Wednesday, 27 June 2012

Penguin no. 106: Now East, Now West
by Susan Ertz

His mind seemed to shy away from new facts like a horse refusing a five-barred gate. Well, he wasn't going to pretend to be anything but what he was, just an average American citizen, and as such he had a deeply rooted belief that the world that moved dimly and somewhat inefficiently about the rim of the American Continent was of only secondary interest and importance anyway. This belief, acquired in early childhood, lay, and had always lain, undisturbed at the bottom of his mind. He was full of lazy goodwill and certain prejudices that did him credit chiefly because they were instinctive and not the result of mental effort. Had he arrived at them by way of thought they would have reflected unfavourably on his reasoning powers, for there was little or no reason in them.

George Goodall has never wanted to be anywhere other than in his native New York. Its ways are familiar to him; its lifestyle provides him everything he could need or want. And he has always believed with a vague, unquestioned certainty that American ways are superior to all others, and nothing but an increase in trouble and discomfort could be gained from travelling abroad. Although he may be insular and inclined to misinterpret the familiar as the ideal, he is a decent man, and generally satisfied and content with his life. Perhaps he feels the occasional misgiving at his lack of education, but it is a concern he can easily dismiss, for he is a successful businessman with accumulated wealth far beyond his needs, and financial success seems the sole measure of a man in the New York of the 1920s.

In contrast, a woman living in New York at that time seems judged entirely by her social standing, and George's ambitious wife Althea is determined to dedicate every moment to improving hers. With a nanny to take care of her young son Cleve, and servants to see to the running of the house, her life is one of leisure unconstrained by financial concerns. She can have anything she wants; she is free to indulge her social ambitions, and to buy all the dresses, and attend all the lunches and concerts she desires. She cultivates her friendships not for the pleasure of the company, but for the increase in status that each friendship confers, and she makes it her business to know who to pursue, and who to avoid. Her interest in painting and literature is similarly based entirely on utility. It is the knowing that matters, and nothing else. The possession of knowledge is a way to feel superior to others.

Poor George loves Althea, though it is never clear why. Most of his contentment derives from his ability to provide her with the things she desires. But the list of her wants seems without end, for she is the complete opposite of George in her outlook: she is always dissatisfied, and always certain that real excitement is to be found somewhere else. Over time, everything she has comes to seem inadequate when compared to everything she doesn't have.

Inevitably, New York seems less exciting than London, and Americans seem less exciting than Europeans. Without a moment's reflection on how George feels about anything, she decides that she wants a Rolls, and a house in Knightsbridge, and summer holidays in Biarritz. He gives in, just as he always gives in, and the family moves to London. George begins quietly counting down the days until he can return to his home town.

With characters as shallow and weak as this wife and husband, I found it a difficult story to enjoy much at first. It seemed just a little too obvious.
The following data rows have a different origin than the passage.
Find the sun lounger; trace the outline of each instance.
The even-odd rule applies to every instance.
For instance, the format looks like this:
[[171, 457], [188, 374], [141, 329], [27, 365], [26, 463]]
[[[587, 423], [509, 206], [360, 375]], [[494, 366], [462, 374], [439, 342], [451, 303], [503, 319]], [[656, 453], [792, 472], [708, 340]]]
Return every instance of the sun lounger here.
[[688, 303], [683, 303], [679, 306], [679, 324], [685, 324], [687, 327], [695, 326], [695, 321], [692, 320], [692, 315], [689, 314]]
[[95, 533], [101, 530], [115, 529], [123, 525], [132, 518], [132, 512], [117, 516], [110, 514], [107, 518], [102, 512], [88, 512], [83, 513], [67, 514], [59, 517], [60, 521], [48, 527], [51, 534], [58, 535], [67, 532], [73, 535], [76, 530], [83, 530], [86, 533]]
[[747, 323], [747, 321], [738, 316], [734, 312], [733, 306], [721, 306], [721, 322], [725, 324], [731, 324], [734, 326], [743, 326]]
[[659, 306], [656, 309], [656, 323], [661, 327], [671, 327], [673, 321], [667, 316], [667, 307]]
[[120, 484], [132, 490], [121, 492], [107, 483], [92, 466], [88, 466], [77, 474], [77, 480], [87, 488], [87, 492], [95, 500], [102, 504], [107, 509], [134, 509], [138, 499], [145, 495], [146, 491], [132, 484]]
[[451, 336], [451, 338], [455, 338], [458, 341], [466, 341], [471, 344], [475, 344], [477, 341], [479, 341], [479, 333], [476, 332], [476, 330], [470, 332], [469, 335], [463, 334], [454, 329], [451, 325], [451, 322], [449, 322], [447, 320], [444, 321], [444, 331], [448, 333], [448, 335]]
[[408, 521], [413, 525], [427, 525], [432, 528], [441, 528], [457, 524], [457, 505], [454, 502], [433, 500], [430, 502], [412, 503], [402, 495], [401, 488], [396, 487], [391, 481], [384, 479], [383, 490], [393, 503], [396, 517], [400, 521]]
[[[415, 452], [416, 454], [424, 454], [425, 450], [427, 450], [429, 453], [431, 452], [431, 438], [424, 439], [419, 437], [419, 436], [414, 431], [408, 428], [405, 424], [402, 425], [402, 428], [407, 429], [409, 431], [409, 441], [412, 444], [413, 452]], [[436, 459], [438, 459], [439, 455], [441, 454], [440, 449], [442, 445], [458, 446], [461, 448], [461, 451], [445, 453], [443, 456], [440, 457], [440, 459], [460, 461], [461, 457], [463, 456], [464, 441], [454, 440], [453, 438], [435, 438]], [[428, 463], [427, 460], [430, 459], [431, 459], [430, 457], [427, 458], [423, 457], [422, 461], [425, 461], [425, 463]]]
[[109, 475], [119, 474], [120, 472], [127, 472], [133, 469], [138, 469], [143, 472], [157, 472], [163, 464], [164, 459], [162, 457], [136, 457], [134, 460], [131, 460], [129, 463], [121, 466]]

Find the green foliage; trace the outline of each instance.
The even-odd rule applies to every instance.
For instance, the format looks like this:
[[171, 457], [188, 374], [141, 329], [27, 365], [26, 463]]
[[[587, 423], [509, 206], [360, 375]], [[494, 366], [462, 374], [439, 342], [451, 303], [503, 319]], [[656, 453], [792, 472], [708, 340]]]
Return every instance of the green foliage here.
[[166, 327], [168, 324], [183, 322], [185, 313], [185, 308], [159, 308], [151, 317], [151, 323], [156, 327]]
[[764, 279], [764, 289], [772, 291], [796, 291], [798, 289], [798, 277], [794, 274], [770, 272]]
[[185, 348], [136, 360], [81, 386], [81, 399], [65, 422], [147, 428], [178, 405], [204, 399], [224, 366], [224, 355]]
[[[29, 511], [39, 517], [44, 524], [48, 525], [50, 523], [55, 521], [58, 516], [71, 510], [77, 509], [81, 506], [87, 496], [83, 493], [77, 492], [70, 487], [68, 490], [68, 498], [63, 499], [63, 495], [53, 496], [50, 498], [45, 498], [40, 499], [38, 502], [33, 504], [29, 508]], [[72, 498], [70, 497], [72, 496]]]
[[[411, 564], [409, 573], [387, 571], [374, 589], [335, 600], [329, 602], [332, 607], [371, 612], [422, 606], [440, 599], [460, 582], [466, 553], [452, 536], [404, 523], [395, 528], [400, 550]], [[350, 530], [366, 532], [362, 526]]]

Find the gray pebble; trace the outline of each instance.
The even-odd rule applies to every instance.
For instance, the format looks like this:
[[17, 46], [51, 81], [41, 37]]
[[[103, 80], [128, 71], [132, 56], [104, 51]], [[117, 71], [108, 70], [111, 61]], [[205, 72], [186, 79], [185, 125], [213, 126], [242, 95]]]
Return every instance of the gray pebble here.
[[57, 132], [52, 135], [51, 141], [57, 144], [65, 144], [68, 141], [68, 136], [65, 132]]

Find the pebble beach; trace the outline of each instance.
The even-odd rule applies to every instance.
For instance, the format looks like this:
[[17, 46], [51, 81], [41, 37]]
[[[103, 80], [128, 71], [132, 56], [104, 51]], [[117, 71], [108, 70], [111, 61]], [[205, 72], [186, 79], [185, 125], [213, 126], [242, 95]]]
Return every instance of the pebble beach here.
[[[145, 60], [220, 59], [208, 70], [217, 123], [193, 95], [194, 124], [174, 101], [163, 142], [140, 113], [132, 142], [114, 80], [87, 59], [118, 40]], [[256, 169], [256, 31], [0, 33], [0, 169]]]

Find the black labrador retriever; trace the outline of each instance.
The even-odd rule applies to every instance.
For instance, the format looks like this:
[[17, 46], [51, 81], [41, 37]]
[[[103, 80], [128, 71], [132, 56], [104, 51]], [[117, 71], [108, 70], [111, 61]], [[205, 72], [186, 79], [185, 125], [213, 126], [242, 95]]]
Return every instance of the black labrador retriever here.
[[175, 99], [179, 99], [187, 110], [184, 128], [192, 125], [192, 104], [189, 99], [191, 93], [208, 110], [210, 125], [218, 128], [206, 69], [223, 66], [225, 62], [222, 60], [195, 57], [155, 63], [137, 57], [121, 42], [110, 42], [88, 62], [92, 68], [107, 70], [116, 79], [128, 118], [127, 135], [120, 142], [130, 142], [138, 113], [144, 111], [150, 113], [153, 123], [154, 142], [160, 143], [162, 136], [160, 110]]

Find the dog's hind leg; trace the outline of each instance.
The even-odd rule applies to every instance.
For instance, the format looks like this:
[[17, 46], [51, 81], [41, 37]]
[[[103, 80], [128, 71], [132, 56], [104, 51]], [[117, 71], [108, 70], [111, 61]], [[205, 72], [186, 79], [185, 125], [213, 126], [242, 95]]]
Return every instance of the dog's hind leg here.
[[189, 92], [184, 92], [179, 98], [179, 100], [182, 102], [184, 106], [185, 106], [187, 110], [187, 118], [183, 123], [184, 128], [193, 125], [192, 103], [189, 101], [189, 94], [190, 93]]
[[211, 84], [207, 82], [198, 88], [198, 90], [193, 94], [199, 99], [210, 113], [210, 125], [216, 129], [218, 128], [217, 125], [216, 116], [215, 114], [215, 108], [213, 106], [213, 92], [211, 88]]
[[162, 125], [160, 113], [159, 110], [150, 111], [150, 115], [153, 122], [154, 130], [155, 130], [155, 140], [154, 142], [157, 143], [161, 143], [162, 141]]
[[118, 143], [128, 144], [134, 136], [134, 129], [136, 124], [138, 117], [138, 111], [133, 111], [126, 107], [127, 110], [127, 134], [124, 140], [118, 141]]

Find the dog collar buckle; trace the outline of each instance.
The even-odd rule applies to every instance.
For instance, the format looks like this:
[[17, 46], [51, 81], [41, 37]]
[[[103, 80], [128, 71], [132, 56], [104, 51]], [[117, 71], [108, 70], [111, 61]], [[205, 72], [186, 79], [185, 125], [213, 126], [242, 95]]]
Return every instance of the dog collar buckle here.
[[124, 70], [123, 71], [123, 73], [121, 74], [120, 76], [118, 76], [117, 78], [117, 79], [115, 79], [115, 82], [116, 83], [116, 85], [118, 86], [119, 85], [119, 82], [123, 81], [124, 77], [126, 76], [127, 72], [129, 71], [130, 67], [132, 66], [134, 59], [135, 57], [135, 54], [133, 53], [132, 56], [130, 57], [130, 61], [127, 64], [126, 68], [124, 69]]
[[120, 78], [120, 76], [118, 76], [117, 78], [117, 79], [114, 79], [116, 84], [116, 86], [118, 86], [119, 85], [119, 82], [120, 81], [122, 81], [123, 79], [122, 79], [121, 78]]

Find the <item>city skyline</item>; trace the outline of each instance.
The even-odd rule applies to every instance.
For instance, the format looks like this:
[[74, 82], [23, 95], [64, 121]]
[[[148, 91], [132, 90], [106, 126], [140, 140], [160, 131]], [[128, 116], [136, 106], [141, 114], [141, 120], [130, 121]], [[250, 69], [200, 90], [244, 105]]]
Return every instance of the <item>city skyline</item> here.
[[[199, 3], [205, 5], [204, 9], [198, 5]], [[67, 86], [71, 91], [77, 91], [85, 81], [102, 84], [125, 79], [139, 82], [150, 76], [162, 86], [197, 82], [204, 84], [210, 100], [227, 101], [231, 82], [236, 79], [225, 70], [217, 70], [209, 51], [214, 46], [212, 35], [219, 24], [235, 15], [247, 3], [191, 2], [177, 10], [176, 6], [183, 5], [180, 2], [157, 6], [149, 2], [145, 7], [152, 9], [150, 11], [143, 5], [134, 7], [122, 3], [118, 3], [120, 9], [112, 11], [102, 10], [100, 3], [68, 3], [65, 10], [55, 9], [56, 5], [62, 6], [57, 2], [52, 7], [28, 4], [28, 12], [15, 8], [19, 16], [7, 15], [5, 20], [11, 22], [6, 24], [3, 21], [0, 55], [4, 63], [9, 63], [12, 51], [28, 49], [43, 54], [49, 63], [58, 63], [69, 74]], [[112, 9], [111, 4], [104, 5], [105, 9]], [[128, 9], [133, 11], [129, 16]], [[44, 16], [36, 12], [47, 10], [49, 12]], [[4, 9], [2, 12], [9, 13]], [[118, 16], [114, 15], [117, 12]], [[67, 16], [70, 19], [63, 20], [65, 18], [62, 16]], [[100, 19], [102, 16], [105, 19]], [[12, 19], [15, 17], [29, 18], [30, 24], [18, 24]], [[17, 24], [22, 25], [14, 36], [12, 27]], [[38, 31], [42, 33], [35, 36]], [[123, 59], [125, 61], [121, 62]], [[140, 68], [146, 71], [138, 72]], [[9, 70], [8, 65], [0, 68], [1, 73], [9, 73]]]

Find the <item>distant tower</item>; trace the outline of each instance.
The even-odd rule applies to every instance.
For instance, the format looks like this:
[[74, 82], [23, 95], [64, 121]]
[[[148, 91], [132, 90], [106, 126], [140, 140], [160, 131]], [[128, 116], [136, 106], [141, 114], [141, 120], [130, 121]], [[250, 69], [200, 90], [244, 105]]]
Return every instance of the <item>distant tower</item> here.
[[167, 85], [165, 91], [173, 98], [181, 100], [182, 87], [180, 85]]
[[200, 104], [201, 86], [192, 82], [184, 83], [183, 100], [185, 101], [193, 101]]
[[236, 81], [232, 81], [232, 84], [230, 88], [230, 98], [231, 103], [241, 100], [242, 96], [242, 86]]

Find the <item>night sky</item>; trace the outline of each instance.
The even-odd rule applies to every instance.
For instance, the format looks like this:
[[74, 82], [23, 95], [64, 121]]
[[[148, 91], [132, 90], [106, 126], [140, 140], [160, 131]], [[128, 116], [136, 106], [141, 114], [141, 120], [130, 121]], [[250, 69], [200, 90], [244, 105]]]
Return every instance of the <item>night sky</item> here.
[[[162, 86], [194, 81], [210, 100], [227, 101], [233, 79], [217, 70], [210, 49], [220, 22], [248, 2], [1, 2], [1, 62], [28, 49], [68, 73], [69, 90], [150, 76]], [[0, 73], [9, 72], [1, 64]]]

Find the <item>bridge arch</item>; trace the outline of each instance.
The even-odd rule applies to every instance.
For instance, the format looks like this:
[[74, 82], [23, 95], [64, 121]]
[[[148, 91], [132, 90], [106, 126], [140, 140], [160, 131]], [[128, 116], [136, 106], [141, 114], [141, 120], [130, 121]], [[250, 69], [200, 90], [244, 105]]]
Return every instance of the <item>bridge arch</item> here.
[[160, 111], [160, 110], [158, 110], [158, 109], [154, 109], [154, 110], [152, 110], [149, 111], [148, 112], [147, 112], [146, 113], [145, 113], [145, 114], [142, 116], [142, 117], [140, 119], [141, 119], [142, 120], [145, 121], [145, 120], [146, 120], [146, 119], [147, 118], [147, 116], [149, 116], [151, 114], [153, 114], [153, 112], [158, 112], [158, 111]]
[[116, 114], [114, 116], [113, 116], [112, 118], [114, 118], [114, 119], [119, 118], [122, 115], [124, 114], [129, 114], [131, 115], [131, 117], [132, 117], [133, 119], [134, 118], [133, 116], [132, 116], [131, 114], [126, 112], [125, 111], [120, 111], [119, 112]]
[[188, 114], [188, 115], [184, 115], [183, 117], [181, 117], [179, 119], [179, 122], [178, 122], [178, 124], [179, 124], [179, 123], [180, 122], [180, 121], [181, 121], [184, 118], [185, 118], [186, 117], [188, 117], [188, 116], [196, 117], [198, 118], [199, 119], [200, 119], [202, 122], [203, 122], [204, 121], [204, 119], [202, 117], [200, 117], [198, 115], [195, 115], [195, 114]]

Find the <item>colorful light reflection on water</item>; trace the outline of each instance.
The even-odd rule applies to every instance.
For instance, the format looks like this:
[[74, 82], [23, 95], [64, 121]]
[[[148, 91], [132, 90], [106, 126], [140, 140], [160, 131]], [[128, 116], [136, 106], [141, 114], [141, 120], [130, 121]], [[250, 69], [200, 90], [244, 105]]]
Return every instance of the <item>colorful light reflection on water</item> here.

It was clear that we were to be given an examination of the differences between the moneyed classes of England and America in the 1920s: one idle and overly enthusiastic about holidaying and hunting, and the other too dedicated to capitalism and making money. And there would be an explanation of how England appears at first to unenlightened and prosperous American eyes, and in turn, how Americans appear if they are too eager to renounce their American traits and mimic those of a differing culture. And finally, this American couple would clearly be changed by their exposure to European culture, and would come to benefit from the time spent overseas in ways that they couldn't appreciate at the outset. This is very much what the author does deliver, although the story does manage to travel down a few avenues which cannot be so easily foreseen.

Althea's dissatisfaction with all things American extends in time to include her husband, with European men appearing so much more cultured than their American counterparts. At first it is only a game, an allusion to courtly love; she longs simply for an admirer, with no intention of taking it any further. By today's standards, the affair doesn't really progress at all, but it captures her thoughts, and amplifies her never-diminishing dissatisfaction with her life.

The story becomes an examination of what is required to live a worthwhile life. The answer it suggests is an open mind: the willingness to expose yourself to new ideas, and to the thoughts of superior minds. Living requires reflection and experience; a culture based entirely on worshipping the accumulation of material wealth is a narrow one, with little to offer. Left to fend for himself, George forms a friendship with a  middle aged woman, and begins to blossom. He adapts himself to his new surroundings and begins to see that there are other ways of doing things; American ways are simply different, not better. He becomes adaptable, independent, and resilient, and while his wife's behaviour may be difficult to endure, he finds that he is not crushed by it. In the end, the story is made interesting only by the inherent decency of this one character, and by the opportunity to watch his journey towards enlightenment and understanding.